Sunday, March 21, 2010

Political Stereotyping: Why Health Insurance Reform Was So Difficult

Just about everyone agrees that America's health insurance system is broken and needs to be fixed. Why, then, has change been so difficult to achieve? There are many reasons. One very important but rarely mentioned one is political stereotyping.

Political stereotyping, as we use the phrase, means attacking a politician for fitting the stereotype of his or her party and background. For example, President Obama has been typecast by the tea parties and the right as a big spending, big government politician. Being a Democrat who espouses mostly moderate and liberal ideas, he is vulnerable to such stereotyping.

It's very difficult for any politician to achieve change when the change is susceptible to political stereotyping. President George W. Bush's "ownership society" proposal to change the Social Security system by cutting back on guaranteed benefits and introducing government-funded investment accounts was easily be typecast as Republican parsimony toward moderate and low income Americans. It was DOA.

But Medicare Part D, an expensive prescription drug benefit that looked suspiciously Democratic, was enacted during the Bush 43 administration. This program, although weirdly structured with a "doughnut hole" in benefits, contravened the political stereotype of George W. Bush and was adopted with considerable Democratic support. (Postscript: the Obama health insurance reform will close the doughnut hole, good news for the many retirees having high prescription medication expenses.)

Presidents are often successful when contravening their political stereotypes. President Obama encountered relatively light opposition to escalating the war in Afghanistan. President Clinton famously failed to reform health insurance, but was singularly successful in closing the federal deficit and producing a surplus (putatively a Republican aspiration if there ever was one). Clinton deregulated the financial sector, another seemingly contra-stereotypical policy that would unfortunately contribute to the 2007-08 financial crisis. He also reformed welfare to reduce opportunities for recipients to stay on the dole for long periods of time.

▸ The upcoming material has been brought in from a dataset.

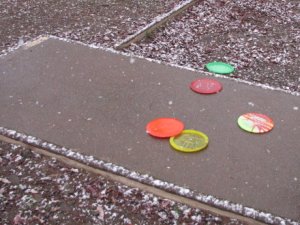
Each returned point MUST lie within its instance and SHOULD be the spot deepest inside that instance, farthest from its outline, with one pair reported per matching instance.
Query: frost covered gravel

Farther back in time, Richard Nixon attained rapprochement with China, a step that a Democratic President would have been vilified for taking. President Eisenhower's expensive program to build the interstate highway system was an easier sell coming from a Republican President.

Programs that fit political stereotypes are usually adopted when the party in the White House has a large majority in Congress and the urgency of a crisis to invoke. Franklin Delano Roosevelt's New Deal wouldn't have been possible except for the Great Depression and the large Democratic majority in Congress. Lyndon Johnson's civil rights program followed from his landslide victory in 1964 and the increasing stridency over civil rights. The last great political battle over health insurance--the Medicare program adopted in 1965--also followed from the Democratic landslide of 1964.

Barack Obama's health insurance reform, approved by the thinnest of margins, was achieved only because of the sweeping Democratic victory in 2008 and the virtual breakdown of the status quo in health insurance. Nevertheless, with the Democrats having demonstrated the ability to deliver on a major program, they have overcome the disadvantages of fitting the stereotype. The yin and yang of Washington have shifted again.